A ban on sausages, hard rice crackers, dried fruit and popcorn in early childcare centres has created a stir with parents and professionals split on whether the rules have gone too far.
New food rules for early childcare centres which aim to prevent choking come into force next week and mean centres which provide food are no longer allowed to give children nuts, large seeds, hard or chewy lollies, crisps, hard rice crackers, dried fruit, sausages or saveloys, popcorn and marshmallows.
Small hard food like raw apple or carrot has to be grated if raw or cooked until soft and cut into strips.
Stones and large seeds must be removed from fruit, including watermelon, while grapes, berries and cherry tomatoes must be quartered or finely chopped. Peas must be cooked and squashed with a fork for under-3s. Whole cooked peas are acceptable for older children.
Skin must be removed from chicken, stone fruit, apples, pears and tomatoes and raw salad leaves must be finely chopped.
Meat must be cooked until very tender and minced, shredded or finely chopped.
Services that do not provide food are required to promote the guidance to all parents although it is not compulsory for parents to adhere to them.
Early Childhood Council chief executive Peter Reynolds today told Newstalk ZB's Mike Hosking he believed the Ministry of Education had gone too far by making the rules compulsory rather than keeping them as guidelines.
"These people are trained teachers. They know how to supervise children and supervise their eating habits.
"We have every sympathy for the incident that happened a couple of years ago now, for the family whose child choked on some food and as a result suffered a brain injury. That's not what we want to see happen but this is an over-reaction. It's wrapping kids in cotton wool and is unnecessary."
Young Neihana Renata was left with severe brain damage after he choked on a piece of apple at daycare in 2016.
"I understand the motivation behind it. They've reacted emotionally to the horrible situation that occurred a couple of years ago but we need to be more pragmatic than this," Reynolds said.
"We need to have a look and say actually, the guidelines are pretty good as guidelines. Why don't we just make sure services are taking note of those, are doing something to make sure their supervision is appropriate and that where appropriate foods are required, that's what's being served."

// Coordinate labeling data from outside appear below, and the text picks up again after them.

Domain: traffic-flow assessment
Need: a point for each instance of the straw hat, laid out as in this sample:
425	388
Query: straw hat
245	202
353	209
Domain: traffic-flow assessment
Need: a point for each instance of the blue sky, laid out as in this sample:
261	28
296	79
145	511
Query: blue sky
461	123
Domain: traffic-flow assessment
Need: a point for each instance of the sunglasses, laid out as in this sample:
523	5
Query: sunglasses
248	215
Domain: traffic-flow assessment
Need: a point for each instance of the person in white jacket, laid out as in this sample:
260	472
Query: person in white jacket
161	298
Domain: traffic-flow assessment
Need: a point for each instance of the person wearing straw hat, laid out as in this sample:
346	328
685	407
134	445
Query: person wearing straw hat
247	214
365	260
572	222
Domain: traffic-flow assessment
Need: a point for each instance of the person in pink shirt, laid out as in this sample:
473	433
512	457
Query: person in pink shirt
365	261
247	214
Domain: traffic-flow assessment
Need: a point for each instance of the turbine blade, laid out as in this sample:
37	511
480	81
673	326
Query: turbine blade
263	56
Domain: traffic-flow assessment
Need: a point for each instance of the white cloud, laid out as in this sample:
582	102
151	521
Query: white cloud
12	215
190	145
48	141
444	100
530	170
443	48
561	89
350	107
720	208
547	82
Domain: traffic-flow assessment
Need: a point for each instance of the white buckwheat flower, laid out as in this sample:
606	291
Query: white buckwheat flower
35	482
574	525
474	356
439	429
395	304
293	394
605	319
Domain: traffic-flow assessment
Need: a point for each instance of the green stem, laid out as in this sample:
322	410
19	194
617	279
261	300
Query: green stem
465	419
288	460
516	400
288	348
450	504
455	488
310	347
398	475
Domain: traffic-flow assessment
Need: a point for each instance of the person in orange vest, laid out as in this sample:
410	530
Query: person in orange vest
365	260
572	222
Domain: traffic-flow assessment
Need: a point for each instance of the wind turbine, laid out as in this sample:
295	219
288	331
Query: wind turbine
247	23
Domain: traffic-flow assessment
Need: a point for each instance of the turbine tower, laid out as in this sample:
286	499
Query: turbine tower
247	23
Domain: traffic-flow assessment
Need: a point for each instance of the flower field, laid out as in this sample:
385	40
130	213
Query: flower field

Reynolds said the rules made "a bit of a mockery" of the situation because apple provided by a centre had too be peeled and grated but if it was provided by a parent it did not have to be.
Ministry of Education deputy secretary sector enablement and support, Katrina Casey, said in December the amendments were designed to keep young children safe by minimising the risk of choking.
"Prior to this change, early learning services were encouraged to follow the Ministry of Health guidance on the provision of food. Now it will be compulsory," she said. "Food choices must also meet the nutritional and developmental needs of each child."
Children will also be required to be seated and supervised while eating and more staff will be required to have a current first aid qualification.
Casey today said the guidelines had been in place for some time but after talking to the Renata family and listening to their concerns the Ministry decided the requirements should be made mandatory.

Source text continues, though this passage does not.